Vincent Reynouard, militant négationniste, a été relaxé pour deux vidéos dans lesquelles il évoquait le massacre d'Oradour-sur-Glane du 10 juin 1944. La justice s'est appuyée pour cela sur la différence faite entre l'apologie et la contestation de crimes de guerre.
Vincent Reynouard, connu pour avoir tenu à plusieurs reprise des propos négationnistes, a été condamné à 4 mois de prison pour contestation de crime contre l'humanité suite à la publication, en mai 2017, d'une vidéo dans laquelle il niait l'existence de l'Holocauste.
En revanche, le militant a été relaxé pour avoir contesté, dans deux vidéos des 13 et 14 mai 2017, le massacre d'Oradour-sur-Glane commis par la division SS Das Reich, le 10 juin 1944.
Le tribunal a souligné qu'il s'agissait d'un crime de guerre et que "la contestation d'un tel crime, à la différence de son apologie, n'est pas susceptible de qualification pénale".
La loi fait effectivement le distinguo entre "crime contre l'humanité" et "crime de guerre" et entre la "contestation" et "l'apologie".
Le massacre d'Oradour-sur-Glane, crime de guerre
La notion de crime de guerre a été définie pour la première fois en 1945 par le tribunal international de Nuremberg : "Assassinat, mauvais traitements ou déportation pour des travaux forcés, ou pour tout autre but, des populations civiles dans les territoires occupés […] ". A ce titre, le massacre d'Oradour-sur-Glane est considéré comme un crime de guerre.Le crime contre l'humanité a une autre définition. Il s'agit de "l'assassinat, l'extermination, la réduction en esclavage, la déportation et tout autre acte inhumain commis contre toutes les populations civiles, avant ou pendant la guerre, ou bien les persécutions, pour des motifs politiques, raciaux ou religieux." Le massacre du 10 juin 1944 n'entre pas de cette qualification.
La pénalisation de l'apologie
Dans son article 24, la loi du 29 juillet 1881, prévoit une condamnation pour ceux qui "auront fait l'apologie […] des crimes de guerre, des crimes contre l'humanité". Les deux qualifications, crimes de guerre et crimes contre l'humanité, sont donc mises sur le même plan pénal.Il n'en est pas de même pour la contestation. En effet, la loi du 13 juillet 1990 dite "loi Gayssot", réprime la contestation de crime contre l'humanité, mais il n'y est pas fait mention des crimes de guerre. Les propos tenus par Vincent Reynouard, défendant la notion de "mensonge" autour du massacre d'Oradour par les SS, ne sont donc pas pénalement répréhensibles.

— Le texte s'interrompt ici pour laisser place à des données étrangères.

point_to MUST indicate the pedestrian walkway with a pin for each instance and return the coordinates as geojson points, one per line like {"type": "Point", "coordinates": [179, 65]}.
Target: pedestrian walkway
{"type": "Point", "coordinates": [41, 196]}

"Ce que retient la presse nationale, c'est la condamnation de Vincent Reynouard pour contestation de crime contre l'humanité, mais pas cette relaxe concernant un crime de guerre comme Oradour. En fait, les rédacteurs de la loi Gayssot ont oublié de stipuler la notion de crime de guerre dans les textes. Il faut que les associations, les législateurs s'emparent de cet oubli. Personne ne peut défendre la constation de crime de guerre" commente Michel Kiener, professeur agrégé, spécialiste de l'Histoire du Limousin.
Du côté de l'Association Nationale des Familles des Martyrs d'Oradour-sur-Glane, c'est la lassitude qui l'emporte. "Nous sommes déçus mais nous ne sommes pas surpris de cette décision de justice. Reynouard s'engouffre dans cette brèche car il connaît parfaitement la réglementation", explique Claude Milord, président de l'association des familles des martyrs d'Oradour-sur-Glane.
Vincent Reynouard a été condamné à trois reprises en appel en France pour contestation de crime contre l'humanité, à un an de prison et 20 000 euros d'amende en 2008, un an de prison en 2015, et deux mois de prison en 2016. Fin 2016, il a en outre écopé de cinq mois en première instance pour des faits similaires.
L'ombre de Reynouard sur Oradour
En 2004, la Cour d'appel de Limoges avait condamné Vincent Reynouard à 24 mois d'emprisonnement dont six ferme, pour apologie de crimes de guerre dans une vidéo. Décision mal fondée selon la chambre criminelle de la Cour de cassation qui avait estimé un an plus tard, que Reynouard ne se livrait, dans cette vidéo, à aucune glorification des crimes commis à Oradour et que cela ne constituait donc pas une apologie.L'ombre du militant plane toujours sur le village martyr. Le 21 août 2020, des inscriptions révisionnistes, faisant référence à Vincent Reynouard, avaient été découvertes à l'entrée du Centre de la Mémoire. L'enquête suit son cours pour tenter d'identifier le ou les auteurs de ces inscriptions. "Il s'agit d'une enquête minutieuse et je sais qu'elle aboutira" nous précise le maire d'Oradour-sur-Glane, Philippe Lacroix.